- Le sanzioni da sole purtroppo non risolveranno la crisi delle relazioni euro-russe. Ma senza di esse il Cremlino sarebbe un avversario ben più pericoloso.
- La Crimea ha bisogno del supporto occidentale e non possiamo tacere di fronte all’oppressione della popolazione tatara.
- Dobbiamo continuare a opporci agli interessi degli oligarchi e a supportare i popoli russi.
Il 9 giugno 2021 su queste pagine è apparso un contributo importante di Mara Morini, che ha il grande merito di ravvivare un dibattito purtroppo negletto dall’opinione pubblica italiana.
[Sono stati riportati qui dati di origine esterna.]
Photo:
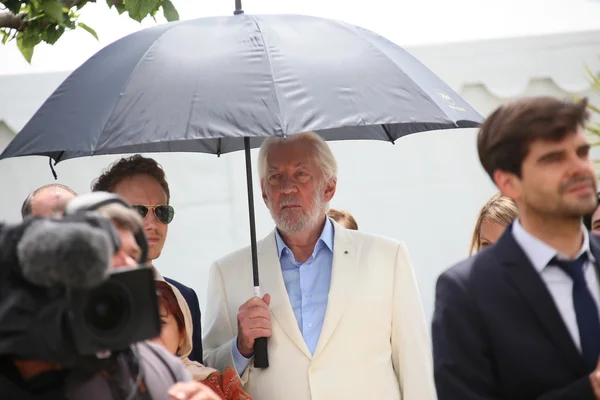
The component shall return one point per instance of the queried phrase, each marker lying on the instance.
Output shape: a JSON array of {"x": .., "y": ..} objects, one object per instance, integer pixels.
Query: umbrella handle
[{"x": 261, "y": 355}]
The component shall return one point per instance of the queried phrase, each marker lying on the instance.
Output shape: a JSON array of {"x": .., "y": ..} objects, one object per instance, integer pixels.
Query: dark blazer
[
  {"x": 497, "y": 333},
  {"x": 192, "y": 299}
]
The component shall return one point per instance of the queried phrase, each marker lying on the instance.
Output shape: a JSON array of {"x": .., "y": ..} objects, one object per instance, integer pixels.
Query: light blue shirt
[{"x": 307, "y": 285}]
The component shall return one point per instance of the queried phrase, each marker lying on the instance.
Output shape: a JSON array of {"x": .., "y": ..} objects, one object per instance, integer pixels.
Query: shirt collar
[
  {"x": 539, "y": 253},
  {"x": 326, "y": 239}
]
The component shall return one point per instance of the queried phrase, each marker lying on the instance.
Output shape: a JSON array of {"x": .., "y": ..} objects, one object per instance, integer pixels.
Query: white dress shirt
[{"x": 557, "y": 281}]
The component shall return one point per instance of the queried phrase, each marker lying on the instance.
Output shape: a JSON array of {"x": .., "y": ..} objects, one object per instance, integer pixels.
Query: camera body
[
  {"x": 120, "y": 311},
  {"x": 59, "y": 299}
]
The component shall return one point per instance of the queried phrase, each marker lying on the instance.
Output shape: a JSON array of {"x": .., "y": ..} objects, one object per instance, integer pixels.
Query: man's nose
[
  {"x": 121, "y": 260},
  {"x": 288, "y": 186}
]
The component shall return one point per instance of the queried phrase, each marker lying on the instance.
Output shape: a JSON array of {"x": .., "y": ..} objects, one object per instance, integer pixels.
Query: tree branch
[
  {"x": 17, "y": 22},
  {"x": 12, "y": 21}
]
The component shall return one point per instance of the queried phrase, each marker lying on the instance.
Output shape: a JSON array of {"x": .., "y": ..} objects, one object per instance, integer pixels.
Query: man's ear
[
  {"x": 330, "y": 188},
  {"x": 508, "y": 183},
  {"x": 263, "y": 192}
]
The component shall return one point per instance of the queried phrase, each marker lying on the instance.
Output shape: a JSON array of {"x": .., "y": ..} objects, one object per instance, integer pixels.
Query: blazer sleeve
[
  {"x": 411, "y": 349},
  {"x": 461, "y": 357},
  {"x": 219, "y": 332}
]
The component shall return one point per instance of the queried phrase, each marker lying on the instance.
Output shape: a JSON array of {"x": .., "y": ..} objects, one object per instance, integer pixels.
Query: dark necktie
[{"x": 586, "y": 310}]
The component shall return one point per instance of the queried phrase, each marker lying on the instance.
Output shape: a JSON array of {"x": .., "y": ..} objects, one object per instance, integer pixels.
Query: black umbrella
[{"x": 217, "y": 85}]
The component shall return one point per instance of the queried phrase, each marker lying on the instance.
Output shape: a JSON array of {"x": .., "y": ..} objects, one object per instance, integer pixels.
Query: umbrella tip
[{"x": 52, "y": 168}]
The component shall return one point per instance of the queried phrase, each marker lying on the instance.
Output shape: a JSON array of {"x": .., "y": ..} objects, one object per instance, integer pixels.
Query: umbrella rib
[
  {"x": 268, "y": 54},
  {"x": 375, "y": 46},
  {"x": 127, "y": 83}
]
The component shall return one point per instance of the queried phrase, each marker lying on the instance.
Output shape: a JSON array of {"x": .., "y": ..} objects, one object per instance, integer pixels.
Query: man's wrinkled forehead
[
  {"x": 52, "y": 199},
  {"x": 295, "y": 154}
]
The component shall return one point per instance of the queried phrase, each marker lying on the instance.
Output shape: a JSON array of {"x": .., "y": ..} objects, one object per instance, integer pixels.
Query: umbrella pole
[{"x": 261, "y": 358}]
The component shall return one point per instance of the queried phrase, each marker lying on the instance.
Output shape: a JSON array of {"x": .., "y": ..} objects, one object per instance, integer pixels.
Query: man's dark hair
[
  {"x": 504, "y": 138},
  {"x": 127, "y": 167},
  {"x": 26, "y": 207}
]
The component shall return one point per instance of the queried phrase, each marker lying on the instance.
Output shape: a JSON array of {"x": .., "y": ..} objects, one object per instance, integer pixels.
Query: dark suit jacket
[
  {"x": 192, "y": 299},
  {"x": 497, "y": 333}
]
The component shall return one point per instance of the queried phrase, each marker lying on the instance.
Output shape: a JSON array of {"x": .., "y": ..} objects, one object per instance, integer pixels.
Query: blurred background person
[
  {"x": 142, "y": 183},
  {"x": 47, "y": 200},
  {"x": 592, "y": 221},
  {"x": 495, "y": 215},
  {"x": 176, "y": 337},
  {"x": 343, "y": 218}
]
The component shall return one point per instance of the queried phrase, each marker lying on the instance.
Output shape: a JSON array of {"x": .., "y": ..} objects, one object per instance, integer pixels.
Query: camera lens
[{"x": 107, "y": 308}]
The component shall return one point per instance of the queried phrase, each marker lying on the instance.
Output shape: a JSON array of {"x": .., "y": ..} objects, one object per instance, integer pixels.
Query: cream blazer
[{"x": 374, "y": 343}]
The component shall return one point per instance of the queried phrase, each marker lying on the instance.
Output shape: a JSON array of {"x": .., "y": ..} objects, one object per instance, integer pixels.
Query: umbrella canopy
[
  {"x": 216, "y": 85},
  {"x": 202, "y": 85}
]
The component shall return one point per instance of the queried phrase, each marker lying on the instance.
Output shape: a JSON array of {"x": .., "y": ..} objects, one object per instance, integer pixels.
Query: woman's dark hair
[
  {"x": 127, "y": 167},
  {"x": 167, "y": 298},
  {"x": 504, "y": 138}
]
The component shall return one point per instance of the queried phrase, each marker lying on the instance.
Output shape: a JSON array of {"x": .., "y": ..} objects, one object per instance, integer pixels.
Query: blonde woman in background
[{"x": 495, "y": 215}]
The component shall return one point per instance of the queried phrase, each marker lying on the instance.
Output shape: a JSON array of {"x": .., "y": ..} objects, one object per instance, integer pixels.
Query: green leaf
[
  {"x": 90, "y": 30},
  {"x": 52, "y": 34},
  {"x": 5, "y": 37},
  {"x": 26, "y": 50},
  {"x": 140, "y": 9},
  {"x": 117, "y": 5},
  {"x": 169, "y": 11},
  {"x": 14, "y": 6},
  {"x": 53, "y": 9}
]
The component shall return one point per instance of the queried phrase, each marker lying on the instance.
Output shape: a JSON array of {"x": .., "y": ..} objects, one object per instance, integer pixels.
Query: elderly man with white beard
[{"x": 341, "y": 308}]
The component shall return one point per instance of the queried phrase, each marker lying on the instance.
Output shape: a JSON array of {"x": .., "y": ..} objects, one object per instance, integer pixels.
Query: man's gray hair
[
  {"x": 26, "y": 207},
  {"x": 123, "y": 217},
  {"x": 322, "y": 153}
]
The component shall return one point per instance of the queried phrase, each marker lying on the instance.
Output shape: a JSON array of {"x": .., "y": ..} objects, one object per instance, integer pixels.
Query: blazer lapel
[
  {"x": 526, "y": 279},
  {"x": 271, "y": 281},
  {"x": 595, "y": 249},
  {"x": 343, "y": 281}
]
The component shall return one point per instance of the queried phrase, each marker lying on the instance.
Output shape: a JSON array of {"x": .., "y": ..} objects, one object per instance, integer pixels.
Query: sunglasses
[{"x": 163, "y": 213}]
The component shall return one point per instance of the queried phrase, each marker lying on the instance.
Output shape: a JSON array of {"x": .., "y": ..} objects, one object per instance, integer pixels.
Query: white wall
[{"x": 425, "y": 190}]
Da ormai sette anni l’Unione europea e i suoi alleati affrontano una sfida politica senza precedenti in questo secolo. La promessa di una Russia finalmente libera e democratica, partner fondamentale per garantire pace e prosperità in Eurasia, è stata spezzata dal regime autoritario guidato da Vladimir Putin.
La guerra in Ucraina e l’annessione della Crimea, ma anche l’avventurismo militare ampiamente documentato da Domani in Africa e nel Mediterraneo allargato, hanno aperto delle profonde ferite nel rapporto bilaterale. Questa mancanza di prospettiva è tanto più tragica perché sembravamo aver trovato la formula giusta per aiutare il nostro più grande vicino ad avviarsi sulla strada della democrazia. È ormai evidente quanto ci sbagliassimo – la politica non è fatta di formule statiche.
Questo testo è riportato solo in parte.